Deze week heeft Ben Kruijssen van Natuuradvies zijn rapportage opgeleverd. We zijn weer een stapje dichterbij het indienen van de aanvraag wijziging bestemmingsplan.

In eerdere blogs hebben we melding gemaakt van hetgeen we met Ben in het veld beleefden. Beschrijving van het veldwerk en de gevonden epifyten (epi watte: korstmossen...) vind je onder veldwerk en epifyten.

 

Naast de constatering dat er op een veld dat 3 keer per jaar wordt omgeploegd GEEN jaarrondbroedende vogels te vinden zijn en dat er in het essenbos van Staatsbosbeheer GEEN vleermuizenholen zitten, hebben we Ben gevraagd mee te denken over kansen van ons plan.

Hij adviseert te komen met een hoogstamboomgaard (inclusief notenboom). Met het oog op de rijke vegetatie aan epifyten verwacht hij ook op de bomen die we zelf gaan kweken hiervoor interessante ontwikkelingen.

Daarnaast hoopt hij dat we knotwilgen in diverse soorten en essen als essenhakhout gaan maken.

De bosrand wordt ook diverser als een deel van de essen tot essenhakhout wordt gemaakt. Daarnaast kunnen vlieren, meidoorsn en haagbeuken de rand verlevendigen. Aangevuld met (uiteraard) inheemse besdragende struiken.

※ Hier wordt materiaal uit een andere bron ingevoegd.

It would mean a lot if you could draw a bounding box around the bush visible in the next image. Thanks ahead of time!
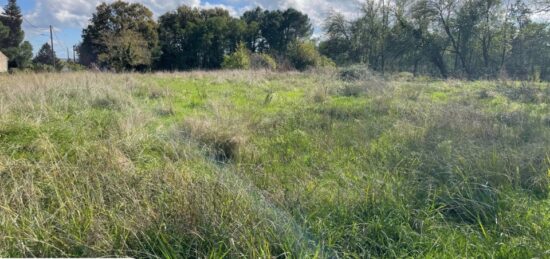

Waar we botanische kwaliteiten willen toevoegen doen we goed aan om niet de toegevoegde schrale grond met de klei te vermengen, maar deze er (los) bovenop te leggen. Klei zou anders het arme materiaal teveel verrijken, waardoor we ons doel niet bereiken.

Ergens op het terrain komt een wat afgelegen plek die rustgebied wordt. We gaan er takkenrillen maken creëren zo een gebied gunstig voor kleine zoogdieren, marterachtigen en foeragerende broedvogels.

Insectenhotels en vleermuizenkasten en andere nestkasten maken het voor vogels nog aantrekkelijker.

En we gaan zeker nog op zoek naar mogelijkheden om onze natuurmaatregelen door bijvoorbeeld landschapsbeheer ondersteunt te krijgen. (Als iemand daar al ervaring mee heeft dan horen wij dat graag!

Tot zover de natuur! Op naar de RO toets.